2. Tell us about your illustrator. What is your relationship with her?
My illustrator, Rebekah Burchfield McCleary, and I have been friends since we were 4 and 5 years old. We grew up together and our families are very close (her brother married my sister, in fact). Rebekah is a talented artist and even published her own children’s book called “Where Malachi Reads” (found on amazon.com). It was a little dream of mine that she would illustrate one of my stories. Although I knew she liked my writing it was very nerve wracking to ask her to illustrate my poem. It’s hard to ask someone to love your work so much as to invest time into it. She ended up loving it and the rest is history.
3. Why did you decide to self-publish?
I fell into self-publishing. After Rebekah and I started on our project I tentatively asked about publishing (knowing she already published a book) and she’s the one who told me about CreateSpace through amazon.com. I looked it up and watched a video and it seemed to make a lot of sense. I really didn’t consider the traditional rout because the point was to just finish a book together, not land a book deal.
4. What has been your greatest reward in creating this book?
The greatest reward was working on the project with one of my oldest friends. It was truly collaborative--over 70 messages, two phone calls, 3 meetings (she lives in another state), and I even took pictures of Mort Walker Trail to share with her where I got my ideas. We are both proud of our book.
5. What has been your greatest challenge in creating this book?
I think I was surprised by how much work goes into creating a children’s book and how much time. Our finish line kept being pushed back because of the demands from everyday life and distance and wanting to have the best book possible.

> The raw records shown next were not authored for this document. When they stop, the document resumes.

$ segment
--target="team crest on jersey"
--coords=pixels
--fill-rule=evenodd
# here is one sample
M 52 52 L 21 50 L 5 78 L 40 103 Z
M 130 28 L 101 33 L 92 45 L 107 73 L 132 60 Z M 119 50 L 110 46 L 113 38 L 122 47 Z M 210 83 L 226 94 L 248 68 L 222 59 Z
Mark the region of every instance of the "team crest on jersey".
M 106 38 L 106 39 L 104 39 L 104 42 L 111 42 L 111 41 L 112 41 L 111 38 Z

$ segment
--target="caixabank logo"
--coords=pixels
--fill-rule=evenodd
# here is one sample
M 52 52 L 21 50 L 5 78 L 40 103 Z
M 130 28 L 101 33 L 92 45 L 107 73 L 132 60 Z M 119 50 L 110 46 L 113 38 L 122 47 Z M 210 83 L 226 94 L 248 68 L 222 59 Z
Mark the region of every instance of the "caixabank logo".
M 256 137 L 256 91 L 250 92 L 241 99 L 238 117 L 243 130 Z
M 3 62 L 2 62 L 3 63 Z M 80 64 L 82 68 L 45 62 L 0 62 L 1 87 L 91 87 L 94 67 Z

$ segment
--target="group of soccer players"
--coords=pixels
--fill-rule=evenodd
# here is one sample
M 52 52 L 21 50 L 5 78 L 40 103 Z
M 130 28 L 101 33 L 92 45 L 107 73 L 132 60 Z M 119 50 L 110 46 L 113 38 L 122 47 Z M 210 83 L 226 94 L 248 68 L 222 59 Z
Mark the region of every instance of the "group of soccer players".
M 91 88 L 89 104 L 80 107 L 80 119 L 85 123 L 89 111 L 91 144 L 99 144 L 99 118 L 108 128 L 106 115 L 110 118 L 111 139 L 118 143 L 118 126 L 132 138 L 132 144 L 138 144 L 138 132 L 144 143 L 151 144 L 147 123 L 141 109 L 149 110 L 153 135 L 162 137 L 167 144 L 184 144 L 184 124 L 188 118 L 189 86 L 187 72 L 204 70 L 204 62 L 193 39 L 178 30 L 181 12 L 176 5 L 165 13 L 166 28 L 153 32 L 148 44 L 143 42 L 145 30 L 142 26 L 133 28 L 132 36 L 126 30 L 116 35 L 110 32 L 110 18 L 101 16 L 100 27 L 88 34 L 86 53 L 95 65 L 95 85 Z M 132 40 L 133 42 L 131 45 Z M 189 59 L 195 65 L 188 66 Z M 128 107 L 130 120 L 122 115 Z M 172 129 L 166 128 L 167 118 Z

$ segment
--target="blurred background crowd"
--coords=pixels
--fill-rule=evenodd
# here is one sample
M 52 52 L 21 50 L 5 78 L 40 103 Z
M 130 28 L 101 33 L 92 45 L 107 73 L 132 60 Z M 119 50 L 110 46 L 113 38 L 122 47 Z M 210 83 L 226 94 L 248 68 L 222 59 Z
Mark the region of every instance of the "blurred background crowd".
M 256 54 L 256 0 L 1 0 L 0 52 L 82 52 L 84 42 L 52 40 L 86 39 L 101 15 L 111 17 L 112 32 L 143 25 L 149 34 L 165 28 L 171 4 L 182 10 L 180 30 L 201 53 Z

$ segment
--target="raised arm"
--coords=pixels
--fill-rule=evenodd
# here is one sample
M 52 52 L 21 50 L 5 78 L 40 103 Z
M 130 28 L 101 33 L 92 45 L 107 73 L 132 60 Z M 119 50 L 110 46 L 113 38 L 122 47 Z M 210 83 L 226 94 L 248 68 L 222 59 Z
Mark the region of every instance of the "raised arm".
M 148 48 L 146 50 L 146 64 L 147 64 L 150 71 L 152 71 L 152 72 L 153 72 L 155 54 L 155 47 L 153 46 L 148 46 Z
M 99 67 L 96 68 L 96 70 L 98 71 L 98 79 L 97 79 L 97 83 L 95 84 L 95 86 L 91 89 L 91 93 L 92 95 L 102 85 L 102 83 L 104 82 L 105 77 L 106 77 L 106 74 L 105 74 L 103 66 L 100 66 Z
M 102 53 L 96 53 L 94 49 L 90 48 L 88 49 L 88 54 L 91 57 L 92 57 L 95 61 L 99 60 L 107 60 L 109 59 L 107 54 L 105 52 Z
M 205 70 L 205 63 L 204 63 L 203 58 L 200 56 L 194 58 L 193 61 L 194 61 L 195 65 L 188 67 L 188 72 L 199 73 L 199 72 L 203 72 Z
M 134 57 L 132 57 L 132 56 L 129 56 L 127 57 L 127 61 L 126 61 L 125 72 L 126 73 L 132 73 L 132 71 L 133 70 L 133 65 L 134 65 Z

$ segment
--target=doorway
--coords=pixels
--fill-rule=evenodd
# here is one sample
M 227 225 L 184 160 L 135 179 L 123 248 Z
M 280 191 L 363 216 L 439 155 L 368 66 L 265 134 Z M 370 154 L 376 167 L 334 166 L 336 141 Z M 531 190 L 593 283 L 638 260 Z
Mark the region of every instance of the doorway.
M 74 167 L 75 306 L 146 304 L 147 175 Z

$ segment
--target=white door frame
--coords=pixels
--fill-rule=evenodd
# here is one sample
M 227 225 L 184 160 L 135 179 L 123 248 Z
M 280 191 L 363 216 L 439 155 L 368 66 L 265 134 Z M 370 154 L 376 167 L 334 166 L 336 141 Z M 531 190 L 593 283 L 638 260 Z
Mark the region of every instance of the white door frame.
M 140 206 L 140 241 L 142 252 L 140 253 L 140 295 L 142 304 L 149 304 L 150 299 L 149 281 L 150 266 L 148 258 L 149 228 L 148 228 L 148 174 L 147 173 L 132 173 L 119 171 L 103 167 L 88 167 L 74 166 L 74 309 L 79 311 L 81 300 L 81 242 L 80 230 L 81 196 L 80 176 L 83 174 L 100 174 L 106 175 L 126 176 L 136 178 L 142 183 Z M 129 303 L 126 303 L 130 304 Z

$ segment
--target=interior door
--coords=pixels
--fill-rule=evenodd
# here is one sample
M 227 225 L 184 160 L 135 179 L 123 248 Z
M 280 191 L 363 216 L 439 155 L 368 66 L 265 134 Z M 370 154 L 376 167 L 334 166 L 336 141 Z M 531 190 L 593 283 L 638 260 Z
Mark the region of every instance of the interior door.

6. If you could do it over again what would you do differently?
I am proud of the project, but the one thing I would do differently is that I would be more patient. Books take time to create, even children’s books. The point is to have something good, not just reach the finish line.
7.What advice do you have for other writers out there looking to self publish their own picture books?
Treat your children’s book like it’s your first novel. Give it all your time, creativity, and energy. Give it the respect it deserves. Give a lot of thought into illustrations and the relationship between images and words. Give time to formatting and do all the nitty-gritty work to make it as professional as possible. This is a real book, treat it as such.